Et si Sigur Rós avait voulu avec ce disque tenter une nouvelle expérience sensorielle et musicale ?
L’expérience a toujours été au centre du travail de Sigur Rós que cela soit dans la forme ou dans le fond avec des prises de positions artistiques souvent originales et aventureuses. C’est aussi "la magie d’un moment, quelque chose que l’on ne doit pas chercher à disséquer, car c’est ce qui est mort que l’on dissèque…" selon l’aveu du groupe. Il faut donc accepter de se laisser, assez facilement avec eux, porter par cette musique cérébrale et catalyseur à émotions.
Kveikur est peut-être un disque plus sombre que les autres. Plus torturé. Une invitation au sensoriel et ce, dés la pochette tirée d’une photographie prise en 1967 par l’artiste brésilienne Lygia Clark et représentant un "masque sensoriel" (Máscara Sensorial). Le but de ces masques recouvrant toute la tête et altérant la perception visuelle, est d’offrir de nouvelles expériences qui peuvent réduire ou augmenter la finesse des sens pour activer de nouvelles connections entre eux. Des herbes, des plantes (des drogues…) peuvent être placées sous le nez, histoire de bien triper. Des miroirs peuvent être placés à la place des yeux, tournés vers l’intérieur ou au contraire amplifiant le champ visuel extérieur (image que l’on retrouve dans le livret du disque).
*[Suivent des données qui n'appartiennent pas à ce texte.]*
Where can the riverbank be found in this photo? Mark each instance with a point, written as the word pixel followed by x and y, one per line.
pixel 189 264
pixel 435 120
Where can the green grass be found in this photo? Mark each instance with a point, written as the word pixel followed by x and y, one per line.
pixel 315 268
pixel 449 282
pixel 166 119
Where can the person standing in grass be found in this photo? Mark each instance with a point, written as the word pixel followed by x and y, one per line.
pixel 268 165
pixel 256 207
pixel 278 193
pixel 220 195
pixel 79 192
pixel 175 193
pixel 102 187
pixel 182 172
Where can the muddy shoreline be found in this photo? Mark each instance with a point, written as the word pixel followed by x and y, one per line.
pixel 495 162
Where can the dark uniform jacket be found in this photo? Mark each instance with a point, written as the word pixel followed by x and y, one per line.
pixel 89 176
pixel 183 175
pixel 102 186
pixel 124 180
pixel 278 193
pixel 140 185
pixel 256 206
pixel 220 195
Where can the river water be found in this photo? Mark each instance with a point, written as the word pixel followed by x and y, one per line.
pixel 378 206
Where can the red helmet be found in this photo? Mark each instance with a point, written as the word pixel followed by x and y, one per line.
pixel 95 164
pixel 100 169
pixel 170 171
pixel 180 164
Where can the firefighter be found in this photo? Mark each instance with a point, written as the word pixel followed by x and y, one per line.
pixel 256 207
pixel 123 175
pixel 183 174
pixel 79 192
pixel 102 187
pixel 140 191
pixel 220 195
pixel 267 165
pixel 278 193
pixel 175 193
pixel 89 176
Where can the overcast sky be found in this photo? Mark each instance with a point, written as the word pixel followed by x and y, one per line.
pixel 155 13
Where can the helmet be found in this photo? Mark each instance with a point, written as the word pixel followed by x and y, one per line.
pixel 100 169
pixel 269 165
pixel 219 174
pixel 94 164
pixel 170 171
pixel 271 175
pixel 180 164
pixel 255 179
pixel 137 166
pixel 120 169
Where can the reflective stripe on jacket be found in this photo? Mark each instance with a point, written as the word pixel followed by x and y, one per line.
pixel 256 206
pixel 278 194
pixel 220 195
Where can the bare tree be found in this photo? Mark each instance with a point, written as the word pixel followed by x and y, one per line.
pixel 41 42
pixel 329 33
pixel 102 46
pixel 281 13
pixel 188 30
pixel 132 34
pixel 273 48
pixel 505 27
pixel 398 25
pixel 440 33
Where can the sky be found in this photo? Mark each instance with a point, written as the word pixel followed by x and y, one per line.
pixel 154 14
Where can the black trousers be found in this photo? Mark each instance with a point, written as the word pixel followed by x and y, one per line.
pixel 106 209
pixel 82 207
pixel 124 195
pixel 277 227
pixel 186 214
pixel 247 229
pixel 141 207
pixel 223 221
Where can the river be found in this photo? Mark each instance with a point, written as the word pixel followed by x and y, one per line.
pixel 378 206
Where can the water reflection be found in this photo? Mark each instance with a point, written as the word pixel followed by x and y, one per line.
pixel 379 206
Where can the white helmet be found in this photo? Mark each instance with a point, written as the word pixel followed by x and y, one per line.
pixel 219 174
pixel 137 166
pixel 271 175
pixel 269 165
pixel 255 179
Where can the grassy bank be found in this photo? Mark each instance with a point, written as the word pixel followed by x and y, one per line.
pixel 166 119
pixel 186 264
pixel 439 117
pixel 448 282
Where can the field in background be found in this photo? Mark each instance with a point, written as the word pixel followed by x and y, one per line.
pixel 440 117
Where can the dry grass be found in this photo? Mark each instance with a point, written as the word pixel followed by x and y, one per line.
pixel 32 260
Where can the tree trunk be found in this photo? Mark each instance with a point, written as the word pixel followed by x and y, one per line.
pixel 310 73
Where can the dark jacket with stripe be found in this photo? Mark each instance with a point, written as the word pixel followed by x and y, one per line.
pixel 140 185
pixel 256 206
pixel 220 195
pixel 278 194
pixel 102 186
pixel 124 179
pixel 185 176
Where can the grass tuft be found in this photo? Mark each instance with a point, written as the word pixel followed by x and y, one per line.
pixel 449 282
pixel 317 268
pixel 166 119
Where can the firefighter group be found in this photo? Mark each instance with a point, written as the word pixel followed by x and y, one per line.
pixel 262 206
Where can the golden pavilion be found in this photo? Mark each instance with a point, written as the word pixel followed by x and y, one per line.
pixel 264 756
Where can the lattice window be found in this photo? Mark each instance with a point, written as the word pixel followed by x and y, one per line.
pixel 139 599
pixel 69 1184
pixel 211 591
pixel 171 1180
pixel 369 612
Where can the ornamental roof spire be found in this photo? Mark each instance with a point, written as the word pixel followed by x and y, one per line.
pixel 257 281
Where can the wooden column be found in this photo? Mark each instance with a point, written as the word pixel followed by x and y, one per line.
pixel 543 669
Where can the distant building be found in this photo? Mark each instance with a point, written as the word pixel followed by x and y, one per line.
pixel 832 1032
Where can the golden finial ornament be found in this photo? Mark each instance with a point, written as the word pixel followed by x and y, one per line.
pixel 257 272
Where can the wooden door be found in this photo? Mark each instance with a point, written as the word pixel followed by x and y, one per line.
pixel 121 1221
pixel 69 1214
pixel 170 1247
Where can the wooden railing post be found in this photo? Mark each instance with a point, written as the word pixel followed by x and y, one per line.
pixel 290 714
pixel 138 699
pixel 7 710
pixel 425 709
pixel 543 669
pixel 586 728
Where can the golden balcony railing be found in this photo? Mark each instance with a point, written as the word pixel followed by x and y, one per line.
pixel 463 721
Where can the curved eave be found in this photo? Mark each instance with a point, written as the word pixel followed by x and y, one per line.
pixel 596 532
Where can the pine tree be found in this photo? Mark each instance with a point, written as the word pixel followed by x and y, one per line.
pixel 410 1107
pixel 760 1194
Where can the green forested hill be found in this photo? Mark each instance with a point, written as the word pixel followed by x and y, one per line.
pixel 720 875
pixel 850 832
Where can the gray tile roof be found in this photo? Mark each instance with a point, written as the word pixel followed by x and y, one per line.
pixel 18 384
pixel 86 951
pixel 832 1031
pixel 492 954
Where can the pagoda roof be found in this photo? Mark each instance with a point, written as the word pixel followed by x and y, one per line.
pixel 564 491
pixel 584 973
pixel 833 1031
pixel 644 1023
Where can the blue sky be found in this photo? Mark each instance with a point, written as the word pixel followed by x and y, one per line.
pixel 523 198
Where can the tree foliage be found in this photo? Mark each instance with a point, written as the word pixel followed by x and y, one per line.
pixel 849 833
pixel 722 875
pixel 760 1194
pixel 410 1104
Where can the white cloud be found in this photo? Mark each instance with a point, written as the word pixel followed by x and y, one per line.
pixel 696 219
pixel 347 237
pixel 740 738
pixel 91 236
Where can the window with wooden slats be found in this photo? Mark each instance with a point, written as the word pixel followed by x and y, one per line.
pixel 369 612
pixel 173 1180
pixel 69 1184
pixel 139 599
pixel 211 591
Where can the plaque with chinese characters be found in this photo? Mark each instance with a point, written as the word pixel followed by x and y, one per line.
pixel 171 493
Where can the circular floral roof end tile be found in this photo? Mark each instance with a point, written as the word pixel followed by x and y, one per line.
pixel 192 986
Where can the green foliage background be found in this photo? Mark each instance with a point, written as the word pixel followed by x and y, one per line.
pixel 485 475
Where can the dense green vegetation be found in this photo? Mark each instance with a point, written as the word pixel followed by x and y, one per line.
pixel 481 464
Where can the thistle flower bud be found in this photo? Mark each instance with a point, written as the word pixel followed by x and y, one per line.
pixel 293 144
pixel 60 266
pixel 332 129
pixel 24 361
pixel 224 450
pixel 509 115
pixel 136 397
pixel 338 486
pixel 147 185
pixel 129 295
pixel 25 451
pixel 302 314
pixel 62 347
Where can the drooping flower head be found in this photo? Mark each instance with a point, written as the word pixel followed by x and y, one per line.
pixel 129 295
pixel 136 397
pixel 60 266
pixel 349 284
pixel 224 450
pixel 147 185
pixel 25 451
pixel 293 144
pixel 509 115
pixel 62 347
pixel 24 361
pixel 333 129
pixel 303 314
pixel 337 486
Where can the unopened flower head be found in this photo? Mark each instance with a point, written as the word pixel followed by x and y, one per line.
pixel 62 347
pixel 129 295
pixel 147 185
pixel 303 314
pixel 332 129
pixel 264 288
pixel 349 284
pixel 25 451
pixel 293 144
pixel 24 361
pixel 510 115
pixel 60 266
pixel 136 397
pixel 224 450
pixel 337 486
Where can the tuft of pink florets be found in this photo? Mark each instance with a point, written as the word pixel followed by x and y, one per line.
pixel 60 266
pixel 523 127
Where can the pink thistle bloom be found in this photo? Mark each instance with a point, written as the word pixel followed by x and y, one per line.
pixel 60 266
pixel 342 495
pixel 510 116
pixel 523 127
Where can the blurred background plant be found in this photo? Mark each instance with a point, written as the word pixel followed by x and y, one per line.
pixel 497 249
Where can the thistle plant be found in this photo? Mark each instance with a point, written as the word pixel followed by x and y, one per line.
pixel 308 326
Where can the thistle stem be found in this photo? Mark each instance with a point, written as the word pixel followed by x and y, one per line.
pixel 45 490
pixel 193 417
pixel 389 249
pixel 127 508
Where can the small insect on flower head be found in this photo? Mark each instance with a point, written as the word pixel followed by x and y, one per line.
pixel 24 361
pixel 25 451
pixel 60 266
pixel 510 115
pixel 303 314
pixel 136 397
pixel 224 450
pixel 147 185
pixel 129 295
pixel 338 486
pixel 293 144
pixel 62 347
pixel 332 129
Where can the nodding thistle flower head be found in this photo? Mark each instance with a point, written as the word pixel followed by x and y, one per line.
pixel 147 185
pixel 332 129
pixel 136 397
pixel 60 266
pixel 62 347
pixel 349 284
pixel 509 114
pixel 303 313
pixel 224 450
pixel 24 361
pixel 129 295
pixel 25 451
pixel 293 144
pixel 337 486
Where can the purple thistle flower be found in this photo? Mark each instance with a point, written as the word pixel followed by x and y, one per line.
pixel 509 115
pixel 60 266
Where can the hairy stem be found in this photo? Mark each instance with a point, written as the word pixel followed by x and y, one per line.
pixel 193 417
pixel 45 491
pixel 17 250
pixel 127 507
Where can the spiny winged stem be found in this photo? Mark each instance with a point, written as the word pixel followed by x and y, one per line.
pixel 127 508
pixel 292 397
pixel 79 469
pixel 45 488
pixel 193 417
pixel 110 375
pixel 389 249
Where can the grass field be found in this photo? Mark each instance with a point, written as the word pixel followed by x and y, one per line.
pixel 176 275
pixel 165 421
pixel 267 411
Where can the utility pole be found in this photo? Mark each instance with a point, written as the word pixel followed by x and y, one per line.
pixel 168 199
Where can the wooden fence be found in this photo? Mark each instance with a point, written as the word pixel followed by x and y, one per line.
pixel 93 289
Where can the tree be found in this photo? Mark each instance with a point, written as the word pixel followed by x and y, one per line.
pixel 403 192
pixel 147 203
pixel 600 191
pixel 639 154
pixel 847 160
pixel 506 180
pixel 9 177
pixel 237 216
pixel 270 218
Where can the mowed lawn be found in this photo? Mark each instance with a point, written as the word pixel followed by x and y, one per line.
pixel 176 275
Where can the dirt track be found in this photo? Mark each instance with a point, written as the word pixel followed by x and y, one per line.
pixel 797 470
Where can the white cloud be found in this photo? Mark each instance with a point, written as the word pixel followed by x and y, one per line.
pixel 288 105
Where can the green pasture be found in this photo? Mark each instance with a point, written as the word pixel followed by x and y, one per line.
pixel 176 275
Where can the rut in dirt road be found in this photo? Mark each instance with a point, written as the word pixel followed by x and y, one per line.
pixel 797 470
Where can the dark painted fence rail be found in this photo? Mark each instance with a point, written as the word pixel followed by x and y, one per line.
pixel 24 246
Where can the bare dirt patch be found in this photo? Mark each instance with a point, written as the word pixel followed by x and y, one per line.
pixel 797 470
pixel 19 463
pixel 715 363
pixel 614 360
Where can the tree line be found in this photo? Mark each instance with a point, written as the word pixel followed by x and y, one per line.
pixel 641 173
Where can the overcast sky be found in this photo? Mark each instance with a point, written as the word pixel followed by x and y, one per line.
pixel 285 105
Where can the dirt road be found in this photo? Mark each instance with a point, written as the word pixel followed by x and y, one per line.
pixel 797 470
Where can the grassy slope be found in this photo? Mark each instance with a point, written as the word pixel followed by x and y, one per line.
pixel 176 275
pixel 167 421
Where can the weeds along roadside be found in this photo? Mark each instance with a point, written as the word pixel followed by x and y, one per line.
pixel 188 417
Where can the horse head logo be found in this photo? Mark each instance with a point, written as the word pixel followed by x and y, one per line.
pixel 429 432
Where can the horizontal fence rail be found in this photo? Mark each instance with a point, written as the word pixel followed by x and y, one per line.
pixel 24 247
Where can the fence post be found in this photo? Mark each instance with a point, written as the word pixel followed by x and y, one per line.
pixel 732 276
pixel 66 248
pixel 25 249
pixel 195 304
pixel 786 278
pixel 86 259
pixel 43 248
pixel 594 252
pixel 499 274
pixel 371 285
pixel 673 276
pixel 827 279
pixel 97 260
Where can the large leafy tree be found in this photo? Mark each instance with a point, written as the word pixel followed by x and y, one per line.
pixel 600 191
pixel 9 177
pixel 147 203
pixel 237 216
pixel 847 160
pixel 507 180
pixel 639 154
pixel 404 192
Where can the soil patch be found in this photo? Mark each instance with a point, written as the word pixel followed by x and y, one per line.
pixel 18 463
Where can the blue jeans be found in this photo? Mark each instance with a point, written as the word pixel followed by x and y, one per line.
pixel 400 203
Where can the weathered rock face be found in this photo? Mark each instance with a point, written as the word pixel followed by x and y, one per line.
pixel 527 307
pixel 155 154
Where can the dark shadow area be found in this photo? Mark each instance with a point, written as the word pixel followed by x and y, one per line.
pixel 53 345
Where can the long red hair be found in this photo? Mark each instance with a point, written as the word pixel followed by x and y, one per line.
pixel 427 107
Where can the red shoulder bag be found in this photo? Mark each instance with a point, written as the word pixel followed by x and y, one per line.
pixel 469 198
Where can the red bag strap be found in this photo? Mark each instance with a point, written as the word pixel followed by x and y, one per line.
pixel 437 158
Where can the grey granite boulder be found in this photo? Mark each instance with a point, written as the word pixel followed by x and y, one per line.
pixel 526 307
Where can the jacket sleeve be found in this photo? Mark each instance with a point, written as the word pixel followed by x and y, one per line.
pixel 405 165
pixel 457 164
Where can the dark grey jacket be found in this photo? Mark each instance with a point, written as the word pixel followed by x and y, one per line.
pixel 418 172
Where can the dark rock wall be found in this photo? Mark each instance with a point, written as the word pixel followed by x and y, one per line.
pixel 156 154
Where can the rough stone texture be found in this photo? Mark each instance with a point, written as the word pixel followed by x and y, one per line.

Pour arriver à leurs fins, le groupe n’a pas lésiné sur les moyens démontrant une fois de plus de véritables talents d’écriture et de faiseurs de sons et d’atmosphère. Pas vraiment du post-rock, encore moins de la pop, un voyage intérieur musical. Une histoire de Montagnes Russes ou de volcans, car le feu (et la tempête) couvent dès le premier titre "Brennisteinn" et il ne s’éteindra pas !
Plus tranchant, plus mordant, ce Kveikur est un chaos sourd, une véritable alternative au plus calme et introspectif Valtari. Le style est toujours là, cette sorte de landscape musical (l’Islande omniprésente que cela soit dans la géographie harmonique ou dans la langue chantée, mélange d’Islandais et d’inventé) où la forme et les mélodies s’étirent à envie. Pourtant, les belles promesses des débuts et ce, à l’image de la discographie entière du groupe, ont tendance à se déliter au fur et à mesure que le disque défile pour laisser place alors à une douce routine (bousculée lors d'un "Kveikur" strié de guitares électriques ou d’un "Rafstraumur"). Une nouvelle expérience donc, plus dans la puissance et la noirceur qui, sans fonctionner jusqu’au bout, fait pour autant de ce Kveikur le meilleur disque de Sigur Rós depuis longtemps (2005 ?).